The rescued workers told human rights monitors that they had to work 18 hours or more a day and were paid 400 baht a month, out of which they had to buy food - mainly rancid pork - from the factory's owner.
Those who asked for a break had a metal rod shoved up their nostrils. Three women who asked to leave were paraded in front of the other workers, stripped naked and had their heads shaved.
The Labor Rights Promotion Network, a nongovernmental organization that estimates there are 200,000 Burmese migrant workers in Samut Sakhon - of whom only 70,000 are legally registered - says that the Ranya Paew case is the worst it has seen.
But this, the group says, is just the tip of a human trafficking iceberg of factories fed by people-smuggling rings and labor brokers that have the complicity, if not active involvement, of government officials and the provincial police.
"For many migrants, work in Samut Sakhon is the chance for a better life, but for too many it leads to abuse," said Sompong Srakaew, president of the nongovernment organization.
"Unscrupulous employers and brokers conspire to ensure migrant workers remain vulnerable to exploitation. This is only possible with the complicity of elements within the law enforcement authorities."
Wal-Mart and Costco said that none of their shrimp had ever come from Ranya Paew and that strict ethical guidelines for suppliers, as well as audits of processing units in Thailand, ensured that they complied with food standards and labor regulations.
One shipment from Ranya Paew a few years ago, however, did end up in the United States, according to a Western diplomat who has followed the case closely.
Poj, the president of the Thai Frozen Foods Association, denied that children or trafficked people worked in the industry, saying factories were monitored carefully.
"There are no more illegal workers in the Thai food industry, because the government registers all the workers properly," he said. "We never use child labor."

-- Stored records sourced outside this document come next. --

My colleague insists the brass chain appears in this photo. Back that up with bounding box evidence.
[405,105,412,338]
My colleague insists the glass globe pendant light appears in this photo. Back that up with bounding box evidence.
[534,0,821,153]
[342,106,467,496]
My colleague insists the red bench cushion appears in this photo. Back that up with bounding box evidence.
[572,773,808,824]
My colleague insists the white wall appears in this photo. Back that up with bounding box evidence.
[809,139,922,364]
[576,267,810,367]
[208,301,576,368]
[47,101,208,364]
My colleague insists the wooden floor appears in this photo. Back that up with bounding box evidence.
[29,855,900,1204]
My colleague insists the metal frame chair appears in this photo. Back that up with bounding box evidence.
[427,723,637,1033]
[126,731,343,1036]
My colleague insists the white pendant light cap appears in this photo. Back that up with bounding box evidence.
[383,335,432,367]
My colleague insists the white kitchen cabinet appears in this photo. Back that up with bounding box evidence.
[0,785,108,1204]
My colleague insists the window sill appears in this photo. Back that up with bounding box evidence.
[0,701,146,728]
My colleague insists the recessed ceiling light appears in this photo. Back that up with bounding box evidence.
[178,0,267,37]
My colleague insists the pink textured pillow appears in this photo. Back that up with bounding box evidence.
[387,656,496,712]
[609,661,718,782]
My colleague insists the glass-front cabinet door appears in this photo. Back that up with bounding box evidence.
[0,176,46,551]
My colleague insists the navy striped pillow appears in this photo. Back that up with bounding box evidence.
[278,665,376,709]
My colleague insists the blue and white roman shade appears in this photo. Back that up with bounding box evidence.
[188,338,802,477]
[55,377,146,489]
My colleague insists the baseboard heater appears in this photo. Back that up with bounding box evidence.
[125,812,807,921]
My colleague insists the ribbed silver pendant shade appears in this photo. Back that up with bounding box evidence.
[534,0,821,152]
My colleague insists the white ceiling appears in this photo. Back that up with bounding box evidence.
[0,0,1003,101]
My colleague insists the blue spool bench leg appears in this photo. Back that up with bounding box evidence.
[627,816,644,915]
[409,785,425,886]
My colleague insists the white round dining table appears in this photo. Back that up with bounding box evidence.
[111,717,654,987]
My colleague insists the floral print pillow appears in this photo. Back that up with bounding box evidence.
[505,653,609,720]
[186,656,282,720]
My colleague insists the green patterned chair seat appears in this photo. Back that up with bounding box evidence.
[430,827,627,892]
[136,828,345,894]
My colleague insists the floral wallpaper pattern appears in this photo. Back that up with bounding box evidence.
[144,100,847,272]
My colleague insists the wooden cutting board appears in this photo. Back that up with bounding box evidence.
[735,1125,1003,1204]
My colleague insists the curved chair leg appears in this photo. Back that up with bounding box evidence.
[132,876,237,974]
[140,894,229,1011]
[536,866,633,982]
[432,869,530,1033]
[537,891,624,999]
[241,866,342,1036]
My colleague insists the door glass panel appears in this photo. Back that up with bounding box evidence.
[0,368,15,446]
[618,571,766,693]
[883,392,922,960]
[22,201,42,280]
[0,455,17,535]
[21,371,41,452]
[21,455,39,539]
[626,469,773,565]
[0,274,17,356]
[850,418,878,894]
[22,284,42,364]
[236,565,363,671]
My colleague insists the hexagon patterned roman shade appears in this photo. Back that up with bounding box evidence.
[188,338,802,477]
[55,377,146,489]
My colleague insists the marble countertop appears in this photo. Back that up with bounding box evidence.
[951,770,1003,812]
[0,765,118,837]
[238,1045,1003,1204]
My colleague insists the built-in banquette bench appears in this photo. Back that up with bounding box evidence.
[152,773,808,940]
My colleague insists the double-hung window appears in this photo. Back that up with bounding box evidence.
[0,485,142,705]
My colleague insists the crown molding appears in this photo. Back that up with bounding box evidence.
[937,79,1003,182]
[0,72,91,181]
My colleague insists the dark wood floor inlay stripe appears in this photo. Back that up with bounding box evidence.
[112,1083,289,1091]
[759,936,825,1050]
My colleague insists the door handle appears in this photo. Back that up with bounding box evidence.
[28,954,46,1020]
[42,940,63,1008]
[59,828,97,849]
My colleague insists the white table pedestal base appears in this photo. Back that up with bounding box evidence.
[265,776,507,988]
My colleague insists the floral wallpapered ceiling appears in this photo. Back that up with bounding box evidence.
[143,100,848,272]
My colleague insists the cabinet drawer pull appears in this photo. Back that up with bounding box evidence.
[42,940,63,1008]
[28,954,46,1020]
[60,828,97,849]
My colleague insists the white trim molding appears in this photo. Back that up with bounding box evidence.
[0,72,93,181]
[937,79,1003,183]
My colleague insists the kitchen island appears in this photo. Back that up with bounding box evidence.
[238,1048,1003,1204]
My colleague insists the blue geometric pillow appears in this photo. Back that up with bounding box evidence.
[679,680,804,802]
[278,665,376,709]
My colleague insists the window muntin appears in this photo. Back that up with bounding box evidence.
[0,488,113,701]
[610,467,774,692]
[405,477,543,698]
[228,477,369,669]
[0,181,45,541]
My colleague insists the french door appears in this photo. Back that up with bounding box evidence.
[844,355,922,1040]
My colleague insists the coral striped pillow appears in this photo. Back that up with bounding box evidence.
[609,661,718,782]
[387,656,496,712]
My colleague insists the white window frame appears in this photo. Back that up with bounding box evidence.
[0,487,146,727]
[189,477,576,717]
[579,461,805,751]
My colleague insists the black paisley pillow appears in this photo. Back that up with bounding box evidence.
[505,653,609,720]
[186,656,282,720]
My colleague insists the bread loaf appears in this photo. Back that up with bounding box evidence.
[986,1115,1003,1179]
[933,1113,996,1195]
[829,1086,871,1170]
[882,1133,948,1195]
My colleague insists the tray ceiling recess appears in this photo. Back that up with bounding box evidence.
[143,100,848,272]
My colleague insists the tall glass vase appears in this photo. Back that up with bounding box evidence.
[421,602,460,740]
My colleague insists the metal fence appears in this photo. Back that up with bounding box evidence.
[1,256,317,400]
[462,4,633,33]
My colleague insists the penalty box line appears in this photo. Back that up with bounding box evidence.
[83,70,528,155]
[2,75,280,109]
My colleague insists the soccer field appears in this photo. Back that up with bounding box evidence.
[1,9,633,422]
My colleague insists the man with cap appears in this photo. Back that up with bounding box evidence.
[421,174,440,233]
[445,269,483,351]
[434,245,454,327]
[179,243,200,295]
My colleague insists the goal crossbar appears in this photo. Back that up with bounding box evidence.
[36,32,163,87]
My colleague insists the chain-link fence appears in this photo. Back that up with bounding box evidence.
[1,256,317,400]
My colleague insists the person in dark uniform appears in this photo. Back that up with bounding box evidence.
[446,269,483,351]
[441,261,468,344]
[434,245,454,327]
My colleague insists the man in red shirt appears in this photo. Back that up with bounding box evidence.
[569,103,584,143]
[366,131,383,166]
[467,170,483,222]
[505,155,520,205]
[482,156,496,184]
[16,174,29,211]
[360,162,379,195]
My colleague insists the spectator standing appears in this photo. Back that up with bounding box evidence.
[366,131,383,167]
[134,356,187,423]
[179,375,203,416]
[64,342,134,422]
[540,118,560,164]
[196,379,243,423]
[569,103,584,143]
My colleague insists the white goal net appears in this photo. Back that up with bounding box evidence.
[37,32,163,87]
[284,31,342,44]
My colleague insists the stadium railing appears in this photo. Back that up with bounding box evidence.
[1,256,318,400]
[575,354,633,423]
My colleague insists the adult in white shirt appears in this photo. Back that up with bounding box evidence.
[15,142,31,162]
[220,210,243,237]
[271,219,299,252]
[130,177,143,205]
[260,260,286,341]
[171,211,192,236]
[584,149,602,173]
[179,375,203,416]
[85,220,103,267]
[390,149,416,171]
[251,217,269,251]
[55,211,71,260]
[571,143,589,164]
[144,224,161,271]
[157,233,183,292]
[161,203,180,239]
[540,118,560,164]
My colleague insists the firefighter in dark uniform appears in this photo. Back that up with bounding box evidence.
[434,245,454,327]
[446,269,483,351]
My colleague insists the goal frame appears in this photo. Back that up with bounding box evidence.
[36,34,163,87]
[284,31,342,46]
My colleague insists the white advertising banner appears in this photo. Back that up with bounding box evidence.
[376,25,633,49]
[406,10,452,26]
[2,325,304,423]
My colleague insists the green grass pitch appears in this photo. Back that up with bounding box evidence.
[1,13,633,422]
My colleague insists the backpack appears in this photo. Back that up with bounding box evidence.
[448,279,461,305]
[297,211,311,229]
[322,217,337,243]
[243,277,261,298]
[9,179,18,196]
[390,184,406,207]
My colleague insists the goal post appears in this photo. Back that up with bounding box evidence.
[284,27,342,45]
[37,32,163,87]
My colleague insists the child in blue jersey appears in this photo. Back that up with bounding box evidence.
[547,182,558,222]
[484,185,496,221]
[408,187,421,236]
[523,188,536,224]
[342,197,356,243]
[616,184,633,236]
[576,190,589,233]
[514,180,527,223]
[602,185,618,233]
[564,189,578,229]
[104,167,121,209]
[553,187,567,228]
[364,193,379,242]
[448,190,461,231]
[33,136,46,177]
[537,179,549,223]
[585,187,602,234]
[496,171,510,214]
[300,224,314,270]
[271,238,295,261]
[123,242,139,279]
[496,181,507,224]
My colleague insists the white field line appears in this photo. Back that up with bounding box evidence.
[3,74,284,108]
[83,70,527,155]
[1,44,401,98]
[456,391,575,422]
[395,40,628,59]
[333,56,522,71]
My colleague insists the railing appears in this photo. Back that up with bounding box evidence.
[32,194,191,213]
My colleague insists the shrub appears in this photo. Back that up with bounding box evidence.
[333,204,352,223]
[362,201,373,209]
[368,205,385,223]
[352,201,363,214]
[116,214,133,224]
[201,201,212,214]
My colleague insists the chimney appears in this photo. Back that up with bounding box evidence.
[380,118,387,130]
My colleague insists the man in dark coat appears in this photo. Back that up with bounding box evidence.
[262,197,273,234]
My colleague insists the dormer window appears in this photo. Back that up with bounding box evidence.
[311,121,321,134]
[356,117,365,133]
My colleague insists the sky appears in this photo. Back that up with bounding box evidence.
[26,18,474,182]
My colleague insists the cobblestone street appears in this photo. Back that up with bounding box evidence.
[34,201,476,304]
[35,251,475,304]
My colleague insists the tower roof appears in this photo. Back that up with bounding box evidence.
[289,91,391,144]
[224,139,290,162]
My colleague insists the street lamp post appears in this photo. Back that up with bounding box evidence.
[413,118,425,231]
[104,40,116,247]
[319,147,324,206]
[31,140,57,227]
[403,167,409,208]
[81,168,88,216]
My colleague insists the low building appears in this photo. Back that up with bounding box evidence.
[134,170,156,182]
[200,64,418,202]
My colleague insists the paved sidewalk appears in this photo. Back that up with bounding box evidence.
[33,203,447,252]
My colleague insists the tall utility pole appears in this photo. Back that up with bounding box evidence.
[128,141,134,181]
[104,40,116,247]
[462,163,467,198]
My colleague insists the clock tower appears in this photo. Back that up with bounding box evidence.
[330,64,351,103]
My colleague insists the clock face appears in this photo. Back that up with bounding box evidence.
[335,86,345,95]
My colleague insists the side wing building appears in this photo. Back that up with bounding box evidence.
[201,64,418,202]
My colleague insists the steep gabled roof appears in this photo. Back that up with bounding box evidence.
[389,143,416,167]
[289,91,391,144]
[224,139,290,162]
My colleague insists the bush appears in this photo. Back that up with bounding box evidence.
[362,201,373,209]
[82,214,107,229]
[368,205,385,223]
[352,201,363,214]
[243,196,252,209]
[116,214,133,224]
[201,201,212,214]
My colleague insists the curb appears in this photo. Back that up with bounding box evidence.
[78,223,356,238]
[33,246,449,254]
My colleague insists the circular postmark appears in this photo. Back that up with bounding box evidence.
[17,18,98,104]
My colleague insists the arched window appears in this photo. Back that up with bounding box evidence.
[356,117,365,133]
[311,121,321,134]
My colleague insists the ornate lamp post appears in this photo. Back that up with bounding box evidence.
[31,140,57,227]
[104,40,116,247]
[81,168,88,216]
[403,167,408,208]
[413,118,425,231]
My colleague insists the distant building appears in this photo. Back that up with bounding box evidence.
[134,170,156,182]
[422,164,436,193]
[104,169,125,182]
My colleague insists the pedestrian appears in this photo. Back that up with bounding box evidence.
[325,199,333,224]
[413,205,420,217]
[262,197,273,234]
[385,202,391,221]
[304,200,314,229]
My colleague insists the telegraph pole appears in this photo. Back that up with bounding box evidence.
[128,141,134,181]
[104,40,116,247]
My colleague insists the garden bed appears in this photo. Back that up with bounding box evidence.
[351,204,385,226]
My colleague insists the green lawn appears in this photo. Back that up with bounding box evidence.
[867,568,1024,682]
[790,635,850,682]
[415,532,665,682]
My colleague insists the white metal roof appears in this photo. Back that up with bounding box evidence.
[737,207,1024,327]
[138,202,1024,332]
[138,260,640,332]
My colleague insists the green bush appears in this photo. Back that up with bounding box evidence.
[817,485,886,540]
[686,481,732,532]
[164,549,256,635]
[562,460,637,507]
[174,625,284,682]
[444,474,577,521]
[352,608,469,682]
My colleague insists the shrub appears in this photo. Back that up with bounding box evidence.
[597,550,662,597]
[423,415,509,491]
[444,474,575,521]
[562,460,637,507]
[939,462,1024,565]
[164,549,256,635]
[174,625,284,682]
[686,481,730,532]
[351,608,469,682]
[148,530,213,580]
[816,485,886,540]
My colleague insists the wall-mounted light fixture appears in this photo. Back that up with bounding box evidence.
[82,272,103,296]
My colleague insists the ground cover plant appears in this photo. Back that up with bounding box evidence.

But even Thailand's biggest agro-industrial company, Charoen Pokphand Foods, which produces its own shrimp from pond to package, is not untouched by allegations of trafficked labor.
The company sells a range of shrimp products to the United States and Europe, including the "Thai Torpedo" and "Bangkok Firecracker."
According to the Labor Rights Promotion Network, when the police and immigration officials raided a Charoen Pokphand factory in Samut Sakhon on April 5 and fired shots into the air, more than 100 Burmese migrants in the compound tried to escape by swimming a canal.
Six workers who could not swim are thought to have drowned, the Labor Rights Promotion Network said, and the police rounded up and deported 90 others to Myanmar for being illegal migrants.
Narong Kruakrai, the general manager of the plant, described the raid as a "regular visit" by the immigration police and said the factory never hired illegal workers.
The labor rights group said the workers appeared to have been employed by a third-party broker.
With smaller shrimp companies, overseas buyers have an even harder time conducting their own background checks, as much of the processing is outsourced to small operators.
As a result, foreign companies rely more on the Thai Labor Ministry, which is responsible for ensuring that factories do not use illegal or child workers. But the ministry is short on staff, the Western diplomat said.
"The Thai Ministry of Labor lacks the proper resources to conduct rigorous inspections of these factories," he said.
Despite the discovery of abuses at Ranya Paew, the police in Samut Sakhon have allowed the plant to remain open. In the meantime, about 200 Burmese men were deported as illegal immigrants, and more than 60 women and children are in a Bangkok center for victims of trafficking.